Колокол. Повести Красных и Чёрных Песков
Шрифт:
Выходит, и он дал нечто хотя бы одному Алтынсарину? О том ли думалось, когда пятнадцать лет назад оставлял университет. Они собирались в темной петербургской квартире, и неотмщенные тени взывали к ним из сибирских рудников, с петропавловского кронверка. О двух миллионах смертей, необходимых России, грозно говорили они, и когда взяли их, с радостной душой готов он был повторить многократно и рудник, и кронверк. Но не найдя в отношении его прямых подтверждений, послали его сюда. Как метался он тут, видя лишь мундиры да пыльную степь вокруг. А теперь так и самому ему некуда тронуться отсюда. Лишь русской словесности обучает он кадетов да этих вот пахнущих ковылем подростков от киргизской
Кто-то из тех подростков, кого учил он, дает надежду на будущее. Только что же сделает заметного один киргиз из миллиона?
9
Уже полмесяца она не приходила. Все слышался ему скрип двери в прихожей и стук шнурованных ботинок по крашеному полу. Махая рукой, Николай Иванович говорил:
— В звуках придыхательных кайсацких слышна разница… Уж не случилось ли чего, Ибрай? Экий ты опять рассеянный.
Так и не получалось у Николая Ивановича природное слово «казах». Говорил он «кайсак» и писал «киргиз». Вместе они составляли «Самоучитель» и обдумывали метод занятий для школ, что должны быть основаны при степных укреплениях.
На этот раз дверь наяву заскрипела, послышался звонкий детский крик, и застучало у него сердце. Николай Иванович легко заспешил в залу:
— Дашенька… Екатерина Степановна к шляпнице поехала, велела сказать, как придешь. Вот Ибрай вас займет, чтоб не скучали…
Раздетые от шубок дети уже возились на диване. Она отнимала от волос белый пуховый платок, встряхивала от снега. Первый раз видел он ее в таком простом платке, какие все носили в Оренбурге, и даже руки прижал к груди одну к другой. Глаза ее лучились в узорном обрамлении, ямочки угадывались на щеках. Возникала сказка, которую учил он в школе: из темноты нависали лапы деревьев, и кто-то мчался на сером волке, бережно придерживая ее…
Она раскраснелась от мороза, и, когда сняла платок, сияющие капли остались в волосах. Пахло особенной свежестью — из той же сказки.

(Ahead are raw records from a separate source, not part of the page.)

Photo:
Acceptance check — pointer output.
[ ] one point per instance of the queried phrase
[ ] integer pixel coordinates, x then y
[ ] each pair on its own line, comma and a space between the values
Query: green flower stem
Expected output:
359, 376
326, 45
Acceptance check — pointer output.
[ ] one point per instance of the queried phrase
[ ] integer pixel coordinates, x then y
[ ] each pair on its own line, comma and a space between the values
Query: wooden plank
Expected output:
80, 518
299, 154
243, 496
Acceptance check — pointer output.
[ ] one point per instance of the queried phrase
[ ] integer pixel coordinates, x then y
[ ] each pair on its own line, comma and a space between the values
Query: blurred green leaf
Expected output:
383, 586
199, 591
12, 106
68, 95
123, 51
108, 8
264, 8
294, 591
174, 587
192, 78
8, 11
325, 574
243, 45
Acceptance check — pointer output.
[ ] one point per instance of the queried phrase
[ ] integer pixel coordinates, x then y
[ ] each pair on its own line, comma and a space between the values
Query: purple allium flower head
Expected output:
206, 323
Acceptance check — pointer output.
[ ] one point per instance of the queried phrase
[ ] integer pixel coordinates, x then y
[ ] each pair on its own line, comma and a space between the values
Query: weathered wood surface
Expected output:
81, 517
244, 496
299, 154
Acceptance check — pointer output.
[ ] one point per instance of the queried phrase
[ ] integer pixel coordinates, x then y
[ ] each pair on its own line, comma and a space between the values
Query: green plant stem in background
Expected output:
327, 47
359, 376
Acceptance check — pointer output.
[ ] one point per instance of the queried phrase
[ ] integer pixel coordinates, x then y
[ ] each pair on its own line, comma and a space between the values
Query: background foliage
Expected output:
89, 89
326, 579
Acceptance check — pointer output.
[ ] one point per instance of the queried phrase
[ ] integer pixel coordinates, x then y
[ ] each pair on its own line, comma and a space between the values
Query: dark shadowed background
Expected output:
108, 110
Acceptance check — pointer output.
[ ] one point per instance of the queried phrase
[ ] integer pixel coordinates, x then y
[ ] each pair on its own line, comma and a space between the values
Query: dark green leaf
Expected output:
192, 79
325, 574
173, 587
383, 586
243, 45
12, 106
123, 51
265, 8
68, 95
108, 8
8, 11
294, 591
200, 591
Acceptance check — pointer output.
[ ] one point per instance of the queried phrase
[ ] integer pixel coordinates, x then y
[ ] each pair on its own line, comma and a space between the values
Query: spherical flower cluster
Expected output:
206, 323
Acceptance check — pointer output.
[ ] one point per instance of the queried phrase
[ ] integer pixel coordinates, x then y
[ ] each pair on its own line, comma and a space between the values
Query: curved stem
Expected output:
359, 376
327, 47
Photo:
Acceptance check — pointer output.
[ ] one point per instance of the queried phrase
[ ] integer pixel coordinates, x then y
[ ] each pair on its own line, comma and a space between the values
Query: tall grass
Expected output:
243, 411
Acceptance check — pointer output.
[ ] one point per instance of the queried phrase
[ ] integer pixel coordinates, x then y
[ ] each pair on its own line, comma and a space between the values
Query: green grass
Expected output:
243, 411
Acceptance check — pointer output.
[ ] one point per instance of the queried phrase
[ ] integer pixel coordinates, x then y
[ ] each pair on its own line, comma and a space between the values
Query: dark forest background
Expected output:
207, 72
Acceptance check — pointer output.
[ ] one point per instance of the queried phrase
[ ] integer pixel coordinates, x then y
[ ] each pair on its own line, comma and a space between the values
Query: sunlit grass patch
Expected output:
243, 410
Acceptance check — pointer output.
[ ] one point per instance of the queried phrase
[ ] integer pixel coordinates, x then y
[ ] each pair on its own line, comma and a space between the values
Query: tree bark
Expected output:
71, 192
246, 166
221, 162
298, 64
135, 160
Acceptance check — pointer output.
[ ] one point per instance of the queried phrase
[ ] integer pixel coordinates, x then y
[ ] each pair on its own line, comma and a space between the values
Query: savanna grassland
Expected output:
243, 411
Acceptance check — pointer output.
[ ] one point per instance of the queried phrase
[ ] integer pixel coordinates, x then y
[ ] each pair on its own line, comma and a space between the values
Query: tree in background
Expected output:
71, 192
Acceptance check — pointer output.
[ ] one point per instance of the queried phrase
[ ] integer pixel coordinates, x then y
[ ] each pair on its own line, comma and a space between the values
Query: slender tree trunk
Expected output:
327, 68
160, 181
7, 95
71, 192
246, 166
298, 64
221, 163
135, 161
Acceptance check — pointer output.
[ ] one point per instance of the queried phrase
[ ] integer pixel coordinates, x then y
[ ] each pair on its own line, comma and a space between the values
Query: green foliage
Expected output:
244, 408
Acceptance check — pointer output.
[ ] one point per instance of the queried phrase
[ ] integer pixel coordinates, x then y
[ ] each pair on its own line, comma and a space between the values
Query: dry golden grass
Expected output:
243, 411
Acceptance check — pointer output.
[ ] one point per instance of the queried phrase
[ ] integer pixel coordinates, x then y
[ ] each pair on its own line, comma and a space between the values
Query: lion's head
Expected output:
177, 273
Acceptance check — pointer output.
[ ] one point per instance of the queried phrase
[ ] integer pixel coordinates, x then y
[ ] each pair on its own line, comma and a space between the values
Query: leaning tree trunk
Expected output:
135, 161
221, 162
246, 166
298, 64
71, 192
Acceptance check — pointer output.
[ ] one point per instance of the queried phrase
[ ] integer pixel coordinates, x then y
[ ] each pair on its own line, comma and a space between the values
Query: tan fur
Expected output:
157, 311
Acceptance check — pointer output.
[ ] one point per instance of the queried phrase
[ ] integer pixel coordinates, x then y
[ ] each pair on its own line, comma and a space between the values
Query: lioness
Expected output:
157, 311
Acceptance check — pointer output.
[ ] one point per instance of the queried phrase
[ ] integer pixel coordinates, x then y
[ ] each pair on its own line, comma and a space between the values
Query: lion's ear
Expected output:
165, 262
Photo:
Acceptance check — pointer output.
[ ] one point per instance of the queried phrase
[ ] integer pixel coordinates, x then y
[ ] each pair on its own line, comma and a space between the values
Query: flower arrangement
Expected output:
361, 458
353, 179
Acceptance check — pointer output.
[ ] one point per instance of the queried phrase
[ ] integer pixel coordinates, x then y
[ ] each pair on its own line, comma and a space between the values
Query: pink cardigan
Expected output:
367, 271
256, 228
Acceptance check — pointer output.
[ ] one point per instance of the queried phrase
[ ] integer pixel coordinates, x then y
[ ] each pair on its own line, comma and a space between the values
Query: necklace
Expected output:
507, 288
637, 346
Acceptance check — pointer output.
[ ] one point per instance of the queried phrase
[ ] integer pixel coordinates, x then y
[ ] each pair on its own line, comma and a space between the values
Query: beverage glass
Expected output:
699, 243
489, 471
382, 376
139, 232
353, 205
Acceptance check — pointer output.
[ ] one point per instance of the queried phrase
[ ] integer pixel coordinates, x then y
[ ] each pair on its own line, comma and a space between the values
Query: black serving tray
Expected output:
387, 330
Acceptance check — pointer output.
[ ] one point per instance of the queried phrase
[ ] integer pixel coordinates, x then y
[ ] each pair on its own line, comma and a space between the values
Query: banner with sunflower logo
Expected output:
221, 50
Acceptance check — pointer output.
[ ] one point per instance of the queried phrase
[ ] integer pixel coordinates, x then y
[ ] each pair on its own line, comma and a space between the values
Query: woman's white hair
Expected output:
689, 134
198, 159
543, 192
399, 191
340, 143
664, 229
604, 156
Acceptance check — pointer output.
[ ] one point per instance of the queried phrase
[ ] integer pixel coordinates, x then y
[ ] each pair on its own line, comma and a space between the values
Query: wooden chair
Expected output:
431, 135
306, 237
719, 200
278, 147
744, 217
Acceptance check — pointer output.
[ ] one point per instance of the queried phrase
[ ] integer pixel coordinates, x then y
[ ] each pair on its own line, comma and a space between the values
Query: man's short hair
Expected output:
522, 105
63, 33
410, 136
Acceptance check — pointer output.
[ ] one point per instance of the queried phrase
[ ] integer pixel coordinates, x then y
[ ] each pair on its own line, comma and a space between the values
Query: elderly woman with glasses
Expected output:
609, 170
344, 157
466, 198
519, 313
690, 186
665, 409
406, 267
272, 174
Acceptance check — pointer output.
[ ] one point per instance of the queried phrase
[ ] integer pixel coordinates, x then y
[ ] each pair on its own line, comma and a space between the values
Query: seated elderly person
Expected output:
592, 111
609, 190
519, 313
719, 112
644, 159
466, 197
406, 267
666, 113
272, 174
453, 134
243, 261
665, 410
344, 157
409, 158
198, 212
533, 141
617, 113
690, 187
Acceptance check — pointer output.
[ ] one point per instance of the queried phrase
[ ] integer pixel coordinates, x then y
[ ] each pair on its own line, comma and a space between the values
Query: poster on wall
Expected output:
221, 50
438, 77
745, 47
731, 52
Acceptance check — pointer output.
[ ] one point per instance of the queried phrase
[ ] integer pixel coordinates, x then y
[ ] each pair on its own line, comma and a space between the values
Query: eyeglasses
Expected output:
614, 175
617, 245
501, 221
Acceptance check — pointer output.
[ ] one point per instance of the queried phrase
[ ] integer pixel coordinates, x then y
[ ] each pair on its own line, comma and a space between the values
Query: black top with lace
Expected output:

Развесив платок у голландской печи, она обернулась к нему:
— Какой вы взрослый сделались, Ибрай, серьезный… Подайте мне, голубчик, вон ту чашку с буфета, я Машеньке молочка дам.
Передав ей чашку, он остался стоять и смотрел, как она налила из молочника, заставила выпить молоко закапризничавшую девочку. Потом села на свое обычное место.
— Что вас долго так не было, Дарья Михайловна?
Совсем не таким голосом, как всегда, спросил он, и уже без улыбки, с тревожным удивлением посмотрела она на него.
— Петенька краснушкой болел, а потом и Машенька… А вы беспокоились, Ибрай? Какой вы хороший.
— Долго я никак не могу вас не видеть, Дарья Михайловна!
Он говорил громко, даже с требовательностью к ней. Она чуть вплеснула руками:
— Что это вы говорите, Ибрай?!
Как это она не понимает, о чем он говорит? Он принялся объяснять ей, что уже в первый день, когда начал читать ей с Екатериной Степановной книжку господина Гончарова, ему было с ней очень хорошо. И когда она детям читает басни или стихи, не может он на нее не смотреть. Даже если просто рассказывает она, как в ее уезде пекут калачи или катаются в санях. Про то еще он сказал, как выговаривает она слова: «У лукоморья дуб зеле-еный…» А когда в прошлый раз болел Петенька, и вот сейчас тоже, он приходил к новой их квартире и там всегда стоял. Говорил он, глядя куда-то вверх, рассказывая про каждый случай, когда видел ее, и про то, что чувствовал при этом, о чем потом думал.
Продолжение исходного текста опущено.